German automakers BMW and Porsche along with technical partners Siemens, Allego, and Phoenix Contact E-Mobility revealed Wednesday a 450-kilowatt (kW) electric vehicle fast charger prototype.
Installed on the side of the A8 highway between Ulm and Augsburg in Bavaria, Germany, the charger uses a European Type 2 Combined Charge System (CCS) plug and is compatible with both 400- and 800-volt battery systems. Its maximum output of 450 kW is at least three times that of other DC fast chargers in use today. It charged a Porsche demo car—a Panamera with early Taycan prototype parts—with 100 kilometers (62 miles) of range in under three minutes, possible thanks to both the high input wattage and advanced cooling systems on the car's 90 kilowatt-hour (kWh) battery.
Use of the charger is free for the general public, both because of a €7.8 million EUR ($8.9 million USD) subsidy from the German Federal Ministry of Transport and Digital Infrastructure, but also to put the system through as rigorous a testing program as possible, as confirmed by a Porsche spokesperson to The Drive. If testing proves successful, the 450-kw chargers could follow the 350-kw units being installed by partnered charging firm Ionity.
Competing charging infrastructure systems include those of Electrify America—which completed installation of several 350-kW chargers in California over the weekend—and Tesla's Supercharger network, chargers of which feature a maximum output of 145 kW, though Tesla vehicles cannot as of yet accept more than 120 kW input. Though Tesla's current chargers are weak by comparison, it promises to expand its network to make access convenient for more than 95 percent of its customer base in 2019. This will also come with the rollout of "Supercharger V3," which Tesla CEO Elon Musk has hinted to be considerably more powerful than 350 kW.
Charger specification wars can be fought on paper, though what matters to electric vehicle owners on long road trips is how well infrastructure supports their travels. Though charge port standardization and charger construction projects on a continental scale make longer trips easier for EV owners, fast chargers are still nowhere near as prolific as gas stations, meaning long-distance EV travel often has to adhere to where infrastructure is present.
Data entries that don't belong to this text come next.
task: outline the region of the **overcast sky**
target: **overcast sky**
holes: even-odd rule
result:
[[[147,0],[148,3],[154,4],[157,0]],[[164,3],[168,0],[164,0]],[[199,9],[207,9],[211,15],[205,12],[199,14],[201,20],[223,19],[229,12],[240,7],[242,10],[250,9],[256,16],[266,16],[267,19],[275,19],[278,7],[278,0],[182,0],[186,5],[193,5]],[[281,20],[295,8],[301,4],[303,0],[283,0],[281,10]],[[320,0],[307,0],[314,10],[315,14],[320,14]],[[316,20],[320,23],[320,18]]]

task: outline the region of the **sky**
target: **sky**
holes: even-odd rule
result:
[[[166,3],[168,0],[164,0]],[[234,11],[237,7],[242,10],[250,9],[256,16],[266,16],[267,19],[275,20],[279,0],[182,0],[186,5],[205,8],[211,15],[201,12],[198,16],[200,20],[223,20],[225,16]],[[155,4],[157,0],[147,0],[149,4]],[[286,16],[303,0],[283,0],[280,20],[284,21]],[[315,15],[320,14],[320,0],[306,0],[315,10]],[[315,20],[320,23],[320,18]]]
Strong charging infrastructure is also a possible crutch for automakers whose electric powertrain technology trails that of industry leaders Tesla, General Motors, and Hyundai/Kia. Some automakers plan to support low-range EVs with powerful fast-charging, which keeps their products relevant while they bring powertrain efficiency up to scratch. Both are equally important to making EVs viable choices for long-distance trips, so automakers will have to walk both paths to stay competitive in an increasingly competitive EV market.